C’est dans ce paradis idyllique qu’ Elizabeth von Arnim cherche à mettre "son âme en sécurité", elle y parviendra par intermittence dans une parfaite symbiose avec la nature dans laquelle elle se fond corps et âme et qu’elle exprime avec magnificence et poésie : "Durant ces brûlantes journées d’août, je vis dans une si grande gloire de lumière et de couleur que j’ai l’impression d’être au coeur étincelant d’un joyau". Mais cette plénitude est souvent interrompue par des réminiscences liées à la guerre, la perte d’un frère au combat en 1918, sa vie affective perturbée par sa séparation d’avec Francis Russel, elle essaie de se détourner de ses préoccupations et confie dans son livre "On est reconnaissant au moins d’être au jour d’aujourd’hui et non plus alors" et de dénoncer "les tueries et massacres de jeunes corps".
Dans ses randonnées en montagne, elle n’est jamais seule, ses lectures la suivent où qu’elle aille, elle relit une lettre élogieuse que lui a envoyé Henry James en 1913..Mais c’est la rencontre inopinée avec deux Anglaises qu’elle invitera à séjourner chez elle qui apportera un tournant au roman. Car si la narratrice apprécie la solitude, celle-ci finit par lui peser car elle remarque "Etrangement, écrire rend moins solitaire". S’ensuit alors une histoire dans l’histoire car Mrs Barnes et sa soeur Dolly partagent un secret que la narratrice va nous faire découvrir au fil des pages.
Rejetée par la société anglaise en raison d’un mariage qui heurte la morale de l’époque, Dolly vit sous la houlette et l’aile protectrice de l’austère Mrs Barnes.

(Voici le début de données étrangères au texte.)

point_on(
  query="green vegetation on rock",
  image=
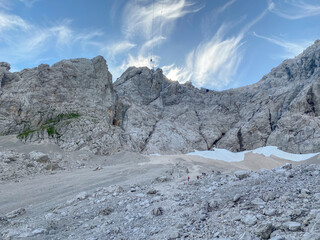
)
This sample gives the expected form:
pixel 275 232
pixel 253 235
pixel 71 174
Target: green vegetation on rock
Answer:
pixel 49 126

Avec finesse, élégance et humour, la narratrice va nous convier dans ce chalet où un couple de gardiens et les invitées vont devenir, à leurs dépens, les acteurs d’un huis clos ! Désargentées, les deux soeurs souhaitent vivre avec parcimonie dans la plus grande frugalité pour ne rien devoir à leur hôtesse, ce qui génère des quiproquos drolatiques car les Antoine, à savoir les gardiens, imaginent que c’est "Madame" qui impose ces restrictions. Quand la narratrice évoque "la tyrannie de l’altruisme", nous rions de "ces combats de générosité" où chacun s’efforce de faire plaisir à l’autre " supposant qu’elles pourront rendre l’autre heureux".
L’arrivée de l’oncle, que Mme Antoine, la femme du gardien, ne cesse d’appeler "Monsieur l’Evêque", va changer la donne et l’histoire va prendre un nouveau tournant !
On reconnaît dans ce roman, la musique propre aux écrits d’Elizabeth von Arnim, le petit jardin qui jouxte le chalet renvoie à celui de son jardin allemand car l’autrice a ce rapport particulier et intime avec la nature qui lui permet de renouer avec son âme végétale et de nous faire entendre le chant de la terre. Dans tous ses livres, on retrouve cette magie où les mots poussent comme des fleurs et embaument son jardin d’écriture pour nous délivrer cette lumière intemporelle et universelle qu’elle nomme "la félicité" et qu’elle explique ainsi "Rien que respirer, c’était un bonheur. Je pense que la plus grande bénédiction que j’ai connue dans ma vie a été d’avoir pu si souvent éprouver la félicité qu’il y a dans le simple fait de respirer".